Chicago, IL —Monday morning four concerned community members dressed as elves visited Governor Quinn’s Chicago residence and set up a hydraulic fracturing rig with a large red bow attached on the front lawn. The “elves” said they were delivering a present from Santa who has been nervously watching the dangerous practice of hydraulic fracturing or fracking inch closer and closer to becoming reality in Illinois during the past year.
The elves delivered the frack rig because people that live far away from where fracking is planned are the ones making the decision to bring the dangerous practice here. “We are delivering this rig today because if Governor Quinn and the other people that have opened up our state to fracking had to live next to fracking and had to obtain their water from a well I think they would not bring fracking to our state,” said Mike Durshmid of Rising Tide Chicago.

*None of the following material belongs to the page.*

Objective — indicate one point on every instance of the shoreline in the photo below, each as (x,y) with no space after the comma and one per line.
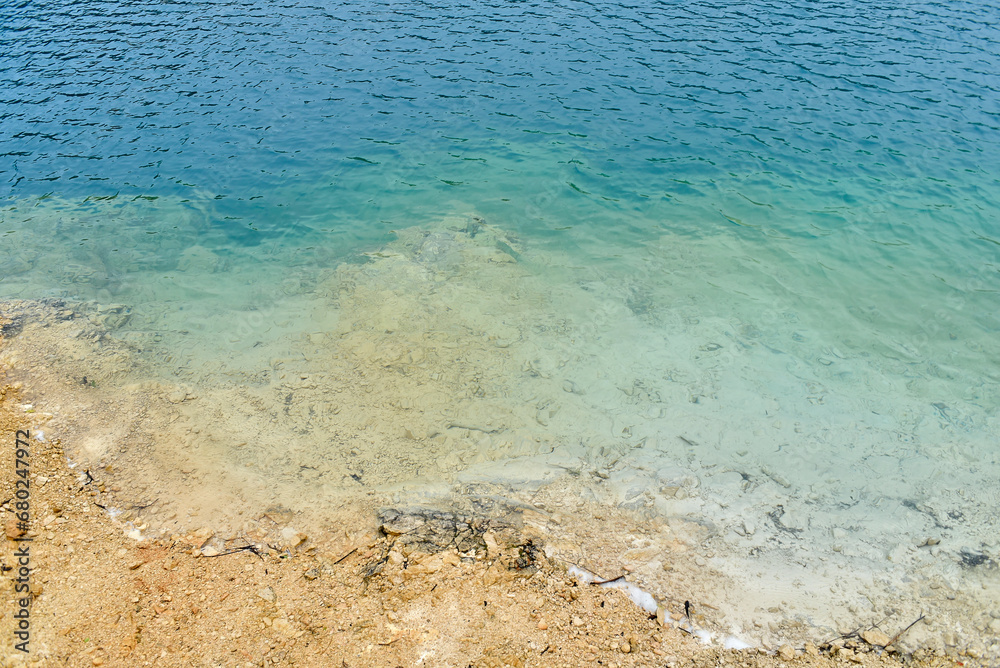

Hydraulic fracturing is an environmentally damaging practice of obtaining natural gas in which large amounts of water, sand and chemicals are combined and then forced deep underground to break shale rock to release trapped oil and gas. Fracking has been linked to earthquakes and air and water pollution in Colorado, Ohio, Texas and Pennsylvania, states that have been using the practice for some time.
The climate implications of fracking were front and center during the delivery as the elves spoke about how their home, the north pole had been irreversibly damaged due the loss of ice. They also drew the connection to climate related disaster like Hurricane Sandy and the extreme drought that Southern Illinois experienced a few years ago and how these events would become more frequent and intense if we continue to emit more greenhouse gases like the methane that is released during hydraulic fracturing.
“We just can’t afford to allow the expansion of fossil fuel infrastructure, and must find a way to live that does not put continued economic growth above preserving a habitable planet. For this reason we must stop fracking from starting in Illinois and also work to make larger systematic changes” said Angie Viands of Rising Tide Chicago. The frack rig delivery, organized by Rising Tide Chicago, comes on the heals of several public hearings on hydraulic fracturing in the state that drew many hundreds of residents expressing their concerns about the practice and some vowing to resist it if it comes to Illinois.